One consequence to the amazing sort of life I have had the good fortune to lead is that I know, and have gotten to work with, a lot of all different sorts of people who live all over the world. And this last week, one of those people happened to be in Jackson, MS, where I live, and so we had him over for dinner.

Eating with people is one of my most important spiritual practices. When I say things like that, I know I risk losing some people, but it’s true. I believe the Divine, the Universe, God, whatever you want to use as a metaphor for the organizing principle of the universe, is known in a unique way when we share a meal with another person.

So, when I found out Melvin was in town, then of course we will have him over for dinner. After all, our house was picked out with that in mind. The meal wasn’t fancy – red beans and rice, with a simple cobbler and good vanilla ice cream for dessert – but the experience of a long, slow dinner with lots of laughter, plotting future goodness, and sharing our victories and failures since we last laid eyes on each other was priceless.

His coworker thanked us for inviting her, and for the meal. And then, as sometimes happens, I said something off the cuff that was the right thing, and true.

“I think that we all agree that in the better world we dream of, there would be lots of meals like this one was. But the thing is, we don’t have to wait for that better world to come about – we can have those meals now. And by doing that, we build the better world we dream of.”

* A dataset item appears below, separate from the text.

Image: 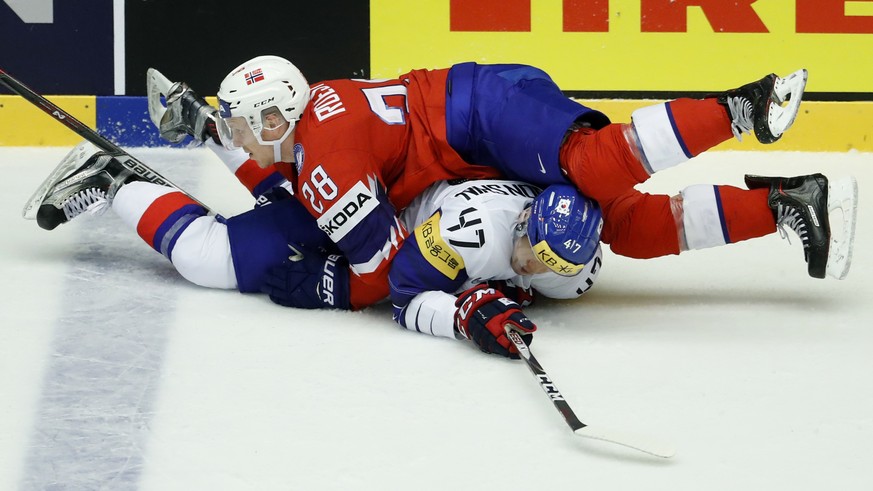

Here is to more long, slow suppers, and to the building of a better world.

Six years later…

COVID was 9 months away from kicking our ass when I wrote this. We went three years where we didn’t have anyone who didn’t live here at our table. And we were much poorer for it.

It may just be me, but I think the pandemic broke something in our fabric. I don’t get invited to peoples houses for supper nearly as much as I did before the pandemic. I hear that from other people too. And I think we are poorer for it.